てか、なんなら急に戦車が動いたので、飲もうとしていた紅茶をひっくり返していました。




 あ、ちなみにバルクマンさんは、ボクの近くにいた3両の戦車長の一人です。どこからともなくハイドリヒさんが「彼は優秀ですよ」と連れてきました。


 ほかの二人は、ヴィットマンさんとカリウスさんですね。


 親衛隊は基本的に美人なメイドさん限定の組織なんですけど、この三人は「優秀過ぎる戦車乗り」という理由で男性であるにも関わらず特例で採用されています。




 ……本当に優秀なんですよね、この人達。


 だって……。


「西少佐、どうですか? 直りそうですか?」


「……二時間ほどかかりそうであります」


「むう、動けるのは半分だけですか」


 実は、一個大隊の半分……25輌くらいがここに来るまでに擱座してるんですよね『ティーガー』。
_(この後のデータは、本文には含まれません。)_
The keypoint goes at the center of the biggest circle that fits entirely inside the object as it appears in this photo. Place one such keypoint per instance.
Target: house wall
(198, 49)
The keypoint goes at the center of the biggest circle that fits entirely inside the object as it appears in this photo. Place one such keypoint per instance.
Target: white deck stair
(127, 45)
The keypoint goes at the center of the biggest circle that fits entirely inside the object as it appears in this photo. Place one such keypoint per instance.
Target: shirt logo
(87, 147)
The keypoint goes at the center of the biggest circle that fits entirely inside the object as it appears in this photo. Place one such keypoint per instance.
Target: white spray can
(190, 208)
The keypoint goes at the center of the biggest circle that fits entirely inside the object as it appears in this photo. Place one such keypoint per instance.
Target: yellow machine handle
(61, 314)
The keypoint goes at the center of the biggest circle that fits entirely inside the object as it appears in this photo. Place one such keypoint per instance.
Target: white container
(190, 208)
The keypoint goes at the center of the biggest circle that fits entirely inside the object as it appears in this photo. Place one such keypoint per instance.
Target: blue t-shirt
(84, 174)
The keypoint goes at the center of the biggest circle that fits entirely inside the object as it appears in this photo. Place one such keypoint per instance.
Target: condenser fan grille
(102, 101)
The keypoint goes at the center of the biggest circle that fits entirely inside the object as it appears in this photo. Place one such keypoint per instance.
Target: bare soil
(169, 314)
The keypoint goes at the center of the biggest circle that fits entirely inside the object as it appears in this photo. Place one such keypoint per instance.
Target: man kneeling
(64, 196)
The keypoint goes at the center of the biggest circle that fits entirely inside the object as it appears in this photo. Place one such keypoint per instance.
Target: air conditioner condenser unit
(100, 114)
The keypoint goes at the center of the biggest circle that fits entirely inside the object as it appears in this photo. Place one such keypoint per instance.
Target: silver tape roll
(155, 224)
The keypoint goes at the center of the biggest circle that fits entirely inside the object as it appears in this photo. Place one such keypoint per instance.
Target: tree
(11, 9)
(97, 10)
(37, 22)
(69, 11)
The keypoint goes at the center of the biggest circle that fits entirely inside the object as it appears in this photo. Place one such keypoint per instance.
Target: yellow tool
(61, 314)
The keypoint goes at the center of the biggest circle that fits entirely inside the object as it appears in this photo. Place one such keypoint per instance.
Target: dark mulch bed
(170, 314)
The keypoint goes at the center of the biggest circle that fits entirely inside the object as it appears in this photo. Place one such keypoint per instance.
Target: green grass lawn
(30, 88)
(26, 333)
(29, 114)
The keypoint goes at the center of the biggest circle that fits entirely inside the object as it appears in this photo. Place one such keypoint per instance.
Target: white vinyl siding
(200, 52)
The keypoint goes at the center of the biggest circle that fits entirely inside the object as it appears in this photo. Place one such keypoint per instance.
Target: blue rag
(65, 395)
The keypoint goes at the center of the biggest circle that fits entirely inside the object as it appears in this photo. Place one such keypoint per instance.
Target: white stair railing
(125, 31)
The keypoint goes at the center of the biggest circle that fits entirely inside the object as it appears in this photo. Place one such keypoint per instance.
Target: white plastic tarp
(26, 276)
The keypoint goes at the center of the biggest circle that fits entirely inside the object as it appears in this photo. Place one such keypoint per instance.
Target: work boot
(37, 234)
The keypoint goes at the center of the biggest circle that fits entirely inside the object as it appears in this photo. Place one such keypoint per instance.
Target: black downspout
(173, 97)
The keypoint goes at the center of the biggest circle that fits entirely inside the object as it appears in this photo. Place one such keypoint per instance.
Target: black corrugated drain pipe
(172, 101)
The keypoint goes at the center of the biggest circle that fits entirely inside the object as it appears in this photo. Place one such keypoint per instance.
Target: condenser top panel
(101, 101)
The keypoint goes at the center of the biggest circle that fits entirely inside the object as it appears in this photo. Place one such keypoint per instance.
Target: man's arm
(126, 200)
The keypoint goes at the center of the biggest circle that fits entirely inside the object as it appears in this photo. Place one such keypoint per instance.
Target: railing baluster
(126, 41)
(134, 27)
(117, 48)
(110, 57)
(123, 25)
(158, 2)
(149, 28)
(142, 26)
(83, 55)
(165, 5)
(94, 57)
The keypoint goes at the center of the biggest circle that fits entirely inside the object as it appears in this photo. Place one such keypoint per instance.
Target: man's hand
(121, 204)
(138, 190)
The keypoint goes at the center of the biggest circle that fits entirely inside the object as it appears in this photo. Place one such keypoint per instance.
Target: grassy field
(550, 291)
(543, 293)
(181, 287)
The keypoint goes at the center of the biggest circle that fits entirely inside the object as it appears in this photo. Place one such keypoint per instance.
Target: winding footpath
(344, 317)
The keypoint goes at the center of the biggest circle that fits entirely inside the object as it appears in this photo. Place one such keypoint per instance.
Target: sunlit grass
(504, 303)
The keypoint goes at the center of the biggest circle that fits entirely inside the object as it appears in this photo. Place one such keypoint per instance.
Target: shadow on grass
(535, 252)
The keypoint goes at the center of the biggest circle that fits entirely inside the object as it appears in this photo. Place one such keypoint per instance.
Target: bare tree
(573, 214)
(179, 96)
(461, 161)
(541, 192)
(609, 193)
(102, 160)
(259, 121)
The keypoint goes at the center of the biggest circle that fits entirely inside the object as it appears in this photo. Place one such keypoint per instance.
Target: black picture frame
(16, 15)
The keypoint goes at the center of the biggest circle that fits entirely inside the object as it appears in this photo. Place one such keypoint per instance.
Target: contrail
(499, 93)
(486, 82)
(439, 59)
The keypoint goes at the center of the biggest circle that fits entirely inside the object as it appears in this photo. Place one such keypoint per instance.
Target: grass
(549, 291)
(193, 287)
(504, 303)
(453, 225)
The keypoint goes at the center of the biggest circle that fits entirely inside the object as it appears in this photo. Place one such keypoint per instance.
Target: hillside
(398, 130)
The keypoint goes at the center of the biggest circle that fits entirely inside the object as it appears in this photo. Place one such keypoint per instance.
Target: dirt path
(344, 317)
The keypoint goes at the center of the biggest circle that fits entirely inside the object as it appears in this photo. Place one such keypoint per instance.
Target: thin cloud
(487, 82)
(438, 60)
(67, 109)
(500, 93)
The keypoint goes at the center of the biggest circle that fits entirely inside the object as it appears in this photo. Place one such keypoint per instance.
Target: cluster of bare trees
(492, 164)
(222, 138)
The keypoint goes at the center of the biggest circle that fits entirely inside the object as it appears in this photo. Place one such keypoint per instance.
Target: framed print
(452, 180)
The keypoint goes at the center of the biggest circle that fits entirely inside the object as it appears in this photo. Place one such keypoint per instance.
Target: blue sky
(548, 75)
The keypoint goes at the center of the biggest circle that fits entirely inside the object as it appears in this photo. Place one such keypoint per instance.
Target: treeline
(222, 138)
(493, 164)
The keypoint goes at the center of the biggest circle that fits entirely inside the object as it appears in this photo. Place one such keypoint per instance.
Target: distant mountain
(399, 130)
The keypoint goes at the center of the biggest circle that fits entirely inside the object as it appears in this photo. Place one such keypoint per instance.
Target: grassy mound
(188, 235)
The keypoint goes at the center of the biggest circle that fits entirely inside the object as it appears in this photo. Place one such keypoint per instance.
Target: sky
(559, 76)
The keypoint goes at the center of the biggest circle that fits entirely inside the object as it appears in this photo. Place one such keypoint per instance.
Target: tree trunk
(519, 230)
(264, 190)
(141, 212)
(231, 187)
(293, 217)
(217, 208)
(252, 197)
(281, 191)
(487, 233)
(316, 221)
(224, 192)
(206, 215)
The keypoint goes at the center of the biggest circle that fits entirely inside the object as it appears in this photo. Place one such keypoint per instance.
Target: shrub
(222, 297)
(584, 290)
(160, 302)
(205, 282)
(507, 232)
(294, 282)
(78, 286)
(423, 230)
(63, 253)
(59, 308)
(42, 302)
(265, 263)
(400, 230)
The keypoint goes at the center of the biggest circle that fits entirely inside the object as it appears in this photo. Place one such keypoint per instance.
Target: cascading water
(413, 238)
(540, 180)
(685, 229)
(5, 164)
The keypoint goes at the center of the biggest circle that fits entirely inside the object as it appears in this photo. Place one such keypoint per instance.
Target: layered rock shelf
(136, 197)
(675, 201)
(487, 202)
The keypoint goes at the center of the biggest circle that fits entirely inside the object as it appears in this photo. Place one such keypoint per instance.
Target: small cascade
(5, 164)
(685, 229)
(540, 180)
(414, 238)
 もちろん、戦闘で失われた車両はゼロですよ? 損耗理由は「車両が重すぎて、足回りとロンデリアのインフラが耐えられなかった」です。


 その辺の泥濘で動けなくなっていたり、渡ろうとした橋が落ちたり、履帯が取れていたり、減速機が壊れていたり、エンジンがオーバーヒートしたり……。


 動ける車両も遅れているものが多くて……。


 さっきの戦闘に参加できたのも、例の三人のだけです。ボクの車両も、戦闘後に移動していたらポロっと履帯が取れました。




 同じ親衛隊の車両でも中戦車大隊の『チハ』は元気に走り回って、偵察のために先行しているんですよ?


 酷いものです。


 ボクたちがフレスキエル村でのんびりティータイムを楽しんでいたのも、後方で動けなくなっていたティーガーを戦車回収車が拾ってくるまでの時間つぶしですね。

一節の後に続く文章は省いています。